Des formes dites « pures » (ancienne anarthrie pure de Pierre Marie), c'est-à-dire sans autres symptômes que les troubles de l'articulation, existent lorsque l'aire de Broca n'est pas impliquée en totalité. Le siège lésionnel peut se situer à différents étages du réseau assurant la commande motrice de l'appareil buccophonatoire, soit cortical, dans la région operculaire médiane gauche, soit sous-cortical, entre cette région et la région lenticulaire[1].

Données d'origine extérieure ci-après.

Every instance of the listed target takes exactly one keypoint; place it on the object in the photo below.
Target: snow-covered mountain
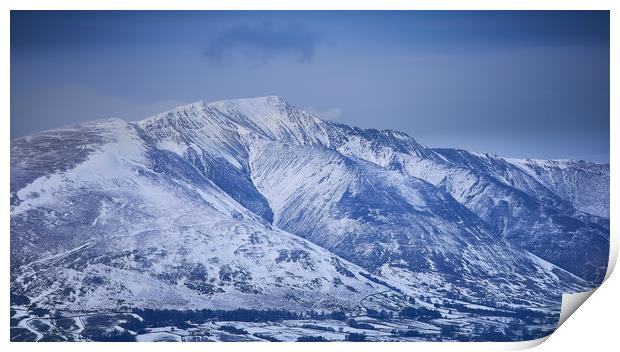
(255, 203)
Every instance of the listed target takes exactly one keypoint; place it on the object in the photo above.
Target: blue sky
(519, 84)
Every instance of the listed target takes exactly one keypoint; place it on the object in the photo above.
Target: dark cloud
(263, 43)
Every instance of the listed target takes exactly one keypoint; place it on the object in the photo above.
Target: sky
(515, 83)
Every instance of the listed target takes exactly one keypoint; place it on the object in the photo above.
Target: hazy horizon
(522, 84)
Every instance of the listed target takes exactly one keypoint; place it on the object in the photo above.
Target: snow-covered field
(255, 204)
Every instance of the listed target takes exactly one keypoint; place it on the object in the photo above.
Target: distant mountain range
(254, 203)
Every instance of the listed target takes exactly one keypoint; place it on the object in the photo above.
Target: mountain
(127, 225)
(583, 184)
(254, 203)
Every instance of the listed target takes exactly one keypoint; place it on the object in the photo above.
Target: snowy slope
(255, 203)
(133, 226)
(583, 184)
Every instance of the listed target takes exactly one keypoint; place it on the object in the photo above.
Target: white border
(598, 323)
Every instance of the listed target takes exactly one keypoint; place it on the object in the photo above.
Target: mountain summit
(256, 203)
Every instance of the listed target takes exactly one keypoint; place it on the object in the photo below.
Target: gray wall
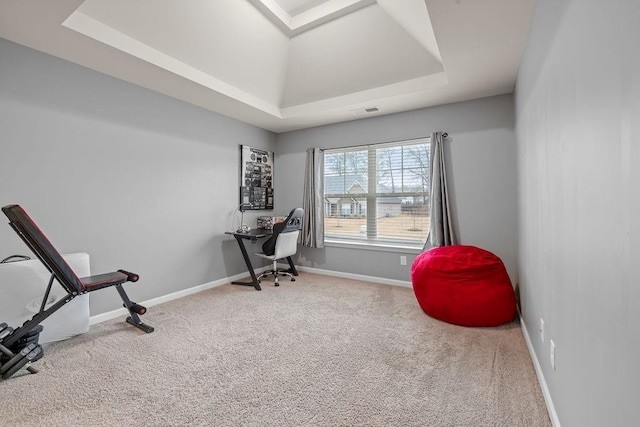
(138, 180)
(482, 167)
(578, 131)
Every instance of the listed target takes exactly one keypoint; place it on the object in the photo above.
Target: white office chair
(283, 243)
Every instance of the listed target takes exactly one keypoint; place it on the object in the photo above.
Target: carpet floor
(320, 351)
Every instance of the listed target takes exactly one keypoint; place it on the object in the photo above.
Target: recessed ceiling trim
(363, 99)
(314, 17)
(94, 29)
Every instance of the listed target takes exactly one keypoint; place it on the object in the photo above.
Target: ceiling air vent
(364, 111)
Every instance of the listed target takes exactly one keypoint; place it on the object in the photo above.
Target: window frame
(373, 195)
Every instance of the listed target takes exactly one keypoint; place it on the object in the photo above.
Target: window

Dans sa forme chronique, elle peut aussi être la seule manifestation d'un syndrome neuro-dégénératif rare, nommé anarthrie primaire progressive (AnPP)[3],[4],[5].

Histoire

C'est en 1906 que Pierre Marie introduit la notion d'anarthrie qu'il distingue de l'aphasie déclenchant une vive polémique dans le monde de la neurologie. Les limites du savoir de l'époque et la personnalité des acteurs entretint un débat sur la réalité de ce symptôme et l'unicité de son origine qui dura jusqu'à l'approche de sa disparition en 1940 lorsqu'il déclara à Alajouanine qu'il n'avait pas une vision claire de cette affection[6].

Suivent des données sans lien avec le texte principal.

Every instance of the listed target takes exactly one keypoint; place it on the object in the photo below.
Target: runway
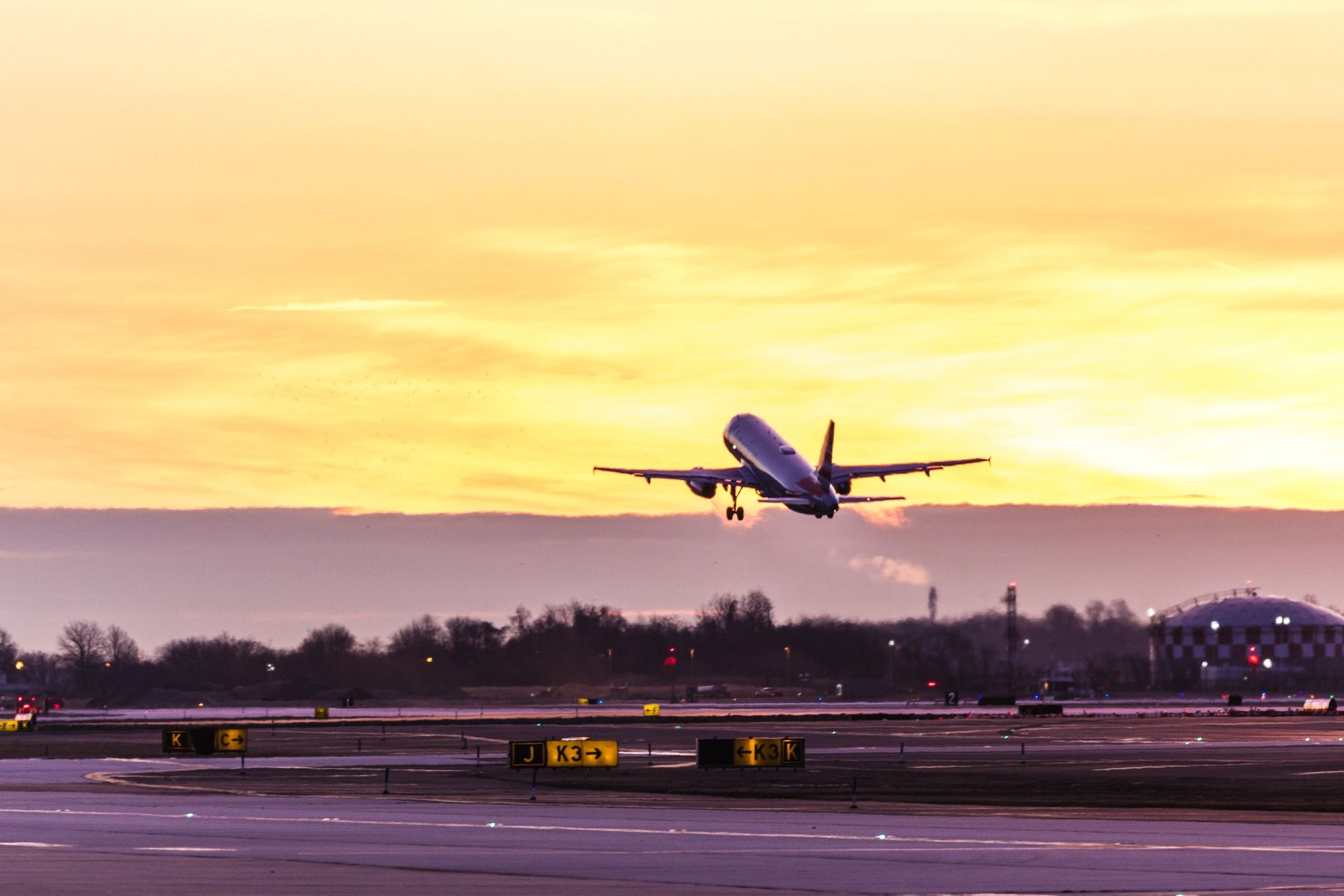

Environ 120 ans plus tard, en 2025, des chercheurs de l'université Stanford (États-Unis) ont réussi à faire traduire en parole par une IA associée à une interface neuronale, en temps réel, des « phrases générales » émises sous forme de « pensées silencieuses » par le cerveau de patients paralysés …avec une précision de 74 % (étude publiées le 21 août dans la revue Cell). A ce stade, Erin Kunz (autrice principale de l'étude) rappelle que les patients doivent subir une implantation invasive ; et qu'ils ne peuvent pas encore tenir des conversations fluides en exploitant la parole intérieure formulée dans le cortex moteur. Elle tempère l'enthousiasme et les fantasmes que cette avancée pourrait susciter car le vocabulaire testé reste limité, et la précision est loin d'être parfaite pour conversation normale. Elle suggère de parler d'« une première preuve de concept ».

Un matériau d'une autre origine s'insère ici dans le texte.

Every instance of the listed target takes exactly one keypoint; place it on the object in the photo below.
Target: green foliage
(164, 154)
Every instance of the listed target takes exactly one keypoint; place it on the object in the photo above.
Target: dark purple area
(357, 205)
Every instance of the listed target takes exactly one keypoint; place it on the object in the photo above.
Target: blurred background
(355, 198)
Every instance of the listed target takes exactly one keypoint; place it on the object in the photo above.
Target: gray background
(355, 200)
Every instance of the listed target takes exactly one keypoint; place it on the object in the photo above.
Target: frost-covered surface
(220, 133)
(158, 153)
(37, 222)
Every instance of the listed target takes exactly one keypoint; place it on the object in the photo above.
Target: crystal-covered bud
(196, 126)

Ceci tend à confirmer qu'une personne paralysée pourrait bientôt pouvoir de communiquer via une interface neuronale, mais pose des questions éthiques et juridiques nouvelles, cruciales pour la vie privée, le consentement et la sécurité et santé mentale, car l'IA pourrait non seulement décoder directement la parole intérieure, mais aussi révéler des pensées intimes que l'on souhaite garder secrète (parfois lors des essais, l'IA a capté et traduit des signaux inattendus de type « parole intérieure privée de forme libre », même lors de tâches cognitives simples comme le comptage (FL : si j'ai bien compris, 1) cela montre que l'IA peut interpréter des pensées abstraites, comme lors du comptage silencieux, ce qui est déjà une avancée majeure pour le décodage de la parole intérieure ; 2) le comptage sert ici de tâche contrôlée, permettant de tester si le système peut détecter une séquence logique dans le discours intérieur ; ex. : le « décodeur neuronal » et l'IA ont pu « voir » que les nombres décodés augmentent au fil du temps, suggérant que les participants comptaient réellement dans leur tête, et que le système pouvait capter cette progression). …. et il a fallu créer un système de mot de passe mental pour protéger certaines pensées privées ne soient pas « transcrites » ou « lues » par l'IA de manière non-consentie). Selon les auteurs, un entraînement spécifique du décodeur/IA par le locuteur mental, fondé sur l'intention motrice, permet de préserver efficacement la vie privée mentale tout en assurant un décodage fidèle.